Professor of Political Science Michael Engelhardt mostly teaches courses in American politics, but saw similarities between the Latin American political movements Selçuk researched and movements within the United States.
“There is a long history of attacking the elite class in American politics,” Engelhardt said. “It probably goes back at least to [former President] Andrew Jackson. He was viewed as a populist at the time. William Jennings Bryan is also viewed as a populist leader, although there’s a populist party at that time that reluctantly endorsed him. And then there’s also other examples like Huey Long in Louisiana, George Wallace who ran on the segregationist ticket in 1968 and 1972. There’s a lot of precedent for this kind of thing [in the United States].”
Social work major Erin McCulloch (‘23) was also very interested in Selçuk’s research. She was specifically interested in how the ideas and tactics of these Latin American politicians are reflected in U.S. politics.
“Populist leaders empower previously ignored groups in society,” McCulloch said. “On the one hand, they target ‘the enemies of the people,’ or those who do not support them.

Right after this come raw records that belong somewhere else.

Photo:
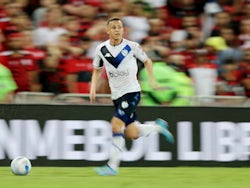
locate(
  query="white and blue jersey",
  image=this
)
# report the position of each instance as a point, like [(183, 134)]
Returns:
[(121, 65)]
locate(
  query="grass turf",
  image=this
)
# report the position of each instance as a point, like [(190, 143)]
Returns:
[(147, 177)]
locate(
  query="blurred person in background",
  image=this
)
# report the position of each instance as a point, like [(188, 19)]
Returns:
[(245, 69), (10, 11), (39, 13), (54, 71), (49, 32), (204, 73), (7, 85), (177, 9), (86, 9), (244, 35), (118, 55), (175, 87), (136, 21), (21, 63), (230, 80)]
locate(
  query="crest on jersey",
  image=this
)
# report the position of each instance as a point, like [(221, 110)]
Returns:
[(115, 61)]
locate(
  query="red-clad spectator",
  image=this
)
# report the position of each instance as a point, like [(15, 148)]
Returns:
[(245, 66), (11, 10), (224, 19), (86, 9), (39, 13), (29, 45), (244, 36), (230, 82), (78, 74), (21, 63), (177, 9), (72, 25), (54, 70), (52, 28), (204, 73), (2, 39)]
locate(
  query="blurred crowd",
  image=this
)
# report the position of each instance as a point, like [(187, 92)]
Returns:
[(199, 47)]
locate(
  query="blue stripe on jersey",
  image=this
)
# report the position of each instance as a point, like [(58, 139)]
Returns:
[(115, 61)]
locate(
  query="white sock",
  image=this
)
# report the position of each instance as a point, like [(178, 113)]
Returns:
[(118, 143), (147, 129)]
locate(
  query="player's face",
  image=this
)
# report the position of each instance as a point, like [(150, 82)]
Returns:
[(115, 30)]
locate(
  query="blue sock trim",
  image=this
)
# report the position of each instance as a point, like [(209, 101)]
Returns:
[(118, 134)]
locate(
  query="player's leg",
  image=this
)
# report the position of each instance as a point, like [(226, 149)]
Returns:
[(136, 130), (118, 143)]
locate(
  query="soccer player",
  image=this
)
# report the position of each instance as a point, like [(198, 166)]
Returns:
[(118, 55)]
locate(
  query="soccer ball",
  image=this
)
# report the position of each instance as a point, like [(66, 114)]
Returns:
[(20, 165)]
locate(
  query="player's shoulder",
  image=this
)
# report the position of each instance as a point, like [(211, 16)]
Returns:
[(132, 44), (99, 46)]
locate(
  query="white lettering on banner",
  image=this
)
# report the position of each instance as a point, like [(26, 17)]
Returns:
[(220, 141), (58, 140)]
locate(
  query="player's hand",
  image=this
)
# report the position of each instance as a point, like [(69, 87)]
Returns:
[(92, 96)]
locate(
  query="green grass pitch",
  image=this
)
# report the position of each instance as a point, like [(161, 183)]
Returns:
[(143, 177)]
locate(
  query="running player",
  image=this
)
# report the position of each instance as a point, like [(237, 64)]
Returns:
[(118, 55)]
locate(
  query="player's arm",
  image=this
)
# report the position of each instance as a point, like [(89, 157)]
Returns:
[(96, 74)]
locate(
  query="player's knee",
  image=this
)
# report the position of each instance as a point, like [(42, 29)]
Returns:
[(131, 134)]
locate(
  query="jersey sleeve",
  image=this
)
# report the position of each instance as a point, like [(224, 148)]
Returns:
[(97, 61), (139, 53)]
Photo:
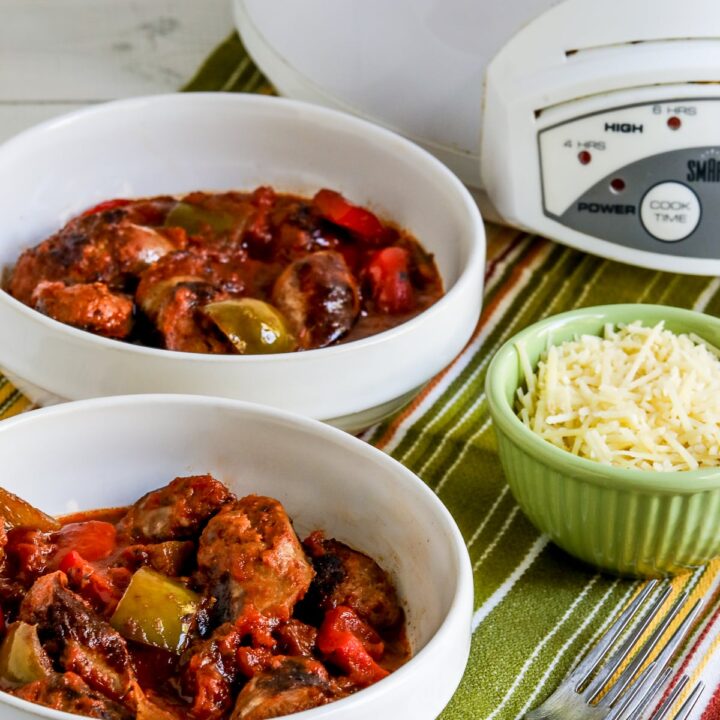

I can see how this same tactic has been used by Trump, as he has empowered poor and uneducated White Americans, whose social status has been shifting in the wake of marginalized groups gaining more rights and recognition.”
Selçuk’s lecture shared how outcast groups become fervent supporters of populist leaders, and McCulloch sees that phenomena happening in the United States. McCulloch said there is a need to recognize the tactics populist leaders employ to address divisive rhetoric.
“As Dr. Selçuk said, ‘Trump didn’t create polarization, he capitalized on it,’” McCulloch said. “This lecture showed me that it’s important to recognize that leader polarization isn’t unique to the U.S., and by examining the polarization tactics used by populist leaders in other countries, we can better recognize and combat polarization.”